Argued April 16, 2007 Decided June 11, 2007
- Full case name: Long Island Care at Home, Ltd., et al. v. Coke
- Docket no.: 06-593
- Citations: 551 U.S. 158 (more) 127 S. Ct. 2339; 168 L. Ed. 2d 54

Case history
- Prior: Case dismissed, Coke v. Long Island Care at Home, Ltd., 267 F. Supp. 2d 332 (E.D.N.Y. 2003); reversed, 376 F.3d 118 (2d Cir. 2004); vacated and remanded, 546 U.S. 1147 (2006); on remand, 462 F.3d 48 (2d Cir. 2006); cert. granted, 549 U.S. 1105 (2007).

Court membership
- Chief Justice John Roberts Associate Justices John P. Stevens · Antonin Scalia Anthony Kennedy · David Souter Clarence Thomas · Ruth Bader Ginsburg Stephen Breyer · Samuel Alito

Case opinion
- Majority: Breyer, joined by unanimous

= Long Island Care at Home, Ltd. v. Coke =

Long Island Care at Home, Ltd. v. Coke, 551 U.S. 158 (2007), is a US labor law case, concerning the minimum wage.

==Facts==
Long Island Care at Home Ltd claimed that it did not need to pay its staff the minimum wage, despite the apparent meaning of the Fair Labor Standards Act of 1938 and its rules as clarified by the Department of Labor.

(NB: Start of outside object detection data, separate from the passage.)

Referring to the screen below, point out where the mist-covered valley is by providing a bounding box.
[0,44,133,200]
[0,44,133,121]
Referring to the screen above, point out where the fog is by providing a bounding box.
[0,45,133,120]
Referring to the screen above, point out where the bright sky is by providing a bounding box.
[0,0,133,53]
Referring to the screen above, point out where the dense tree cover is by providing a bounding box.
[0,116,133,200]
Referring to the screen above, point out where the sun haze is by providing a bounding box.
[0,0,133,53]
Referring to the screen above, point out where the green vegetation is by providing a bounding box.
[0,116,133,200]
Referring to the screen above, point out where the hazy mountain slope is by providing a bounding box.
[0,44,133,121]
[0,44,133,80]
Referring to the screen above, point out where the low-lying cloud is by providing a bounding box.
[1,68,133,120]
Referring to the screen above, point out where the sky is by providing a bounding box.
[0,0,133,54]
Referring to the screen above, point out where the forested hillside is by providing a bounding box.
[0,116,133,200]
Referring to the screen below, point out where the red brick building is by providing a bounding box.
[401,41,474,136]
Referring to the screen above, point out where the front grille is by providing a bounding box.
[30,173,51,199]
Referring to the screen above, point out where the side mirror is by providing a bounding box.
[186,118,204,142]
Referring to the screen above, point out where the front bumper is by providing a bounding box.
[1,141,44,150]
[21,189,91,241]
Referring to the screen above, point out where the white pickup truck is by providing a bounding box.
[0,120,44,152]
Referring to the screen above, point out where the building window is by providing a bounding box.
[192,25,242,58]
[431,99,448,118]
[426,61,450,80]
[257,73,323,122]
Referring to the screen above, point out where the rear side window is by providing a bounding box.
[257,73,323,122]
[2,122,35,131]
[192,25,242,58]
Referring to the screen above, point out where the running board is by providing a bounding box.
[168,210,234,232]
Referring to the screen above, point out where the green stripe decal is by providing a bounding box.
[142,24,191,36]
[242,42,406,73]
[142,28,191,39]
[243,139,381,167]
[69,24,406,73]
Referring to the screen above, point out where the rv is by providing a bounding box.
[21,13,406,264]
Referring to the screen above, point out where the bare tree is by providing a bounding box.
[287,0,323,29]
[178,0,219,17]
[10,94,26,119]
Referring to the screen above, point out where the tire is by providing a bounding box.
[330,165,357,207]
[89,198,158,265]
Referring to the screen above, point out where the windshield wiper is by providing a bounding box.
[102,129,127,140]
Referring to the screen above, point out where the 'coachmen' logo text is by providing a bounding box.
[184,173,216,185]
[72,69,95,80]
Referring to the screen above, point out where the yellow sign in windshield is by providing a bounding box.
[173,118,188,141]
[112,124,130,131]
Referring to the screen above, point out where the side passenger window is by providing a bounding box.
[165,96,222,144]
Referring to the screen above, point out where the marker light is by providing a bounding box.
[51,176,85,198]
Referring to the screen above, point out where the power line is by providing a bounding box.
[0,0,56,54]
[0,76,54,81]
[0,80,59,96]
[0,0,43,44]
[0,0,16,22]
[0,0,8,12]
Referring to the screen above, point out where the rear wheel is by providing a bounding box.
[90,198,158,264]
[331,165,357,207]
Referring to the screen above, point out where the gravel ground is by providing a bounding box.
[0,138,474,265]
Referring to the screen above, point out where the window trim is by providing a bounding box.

It argued that this was true under the Fair Labor Standards Act 1938, 29 USC §213(a)(15) which exempted persons 'employed in domestic service employment to provide companionship services for individuals ... unable to care for themselves.' The Department of Labor's General Regulations §552.3 further stated this had to be the 'private home ... of the person by whom he or she is employed.'

==Judgment==
Justice Breyer wrote for a unanimous court that Department of Labor's regulation was "valid and binding" and should have been given Chevron deference by the Second Circuit. The judgment of the Court of Appeals was reversed.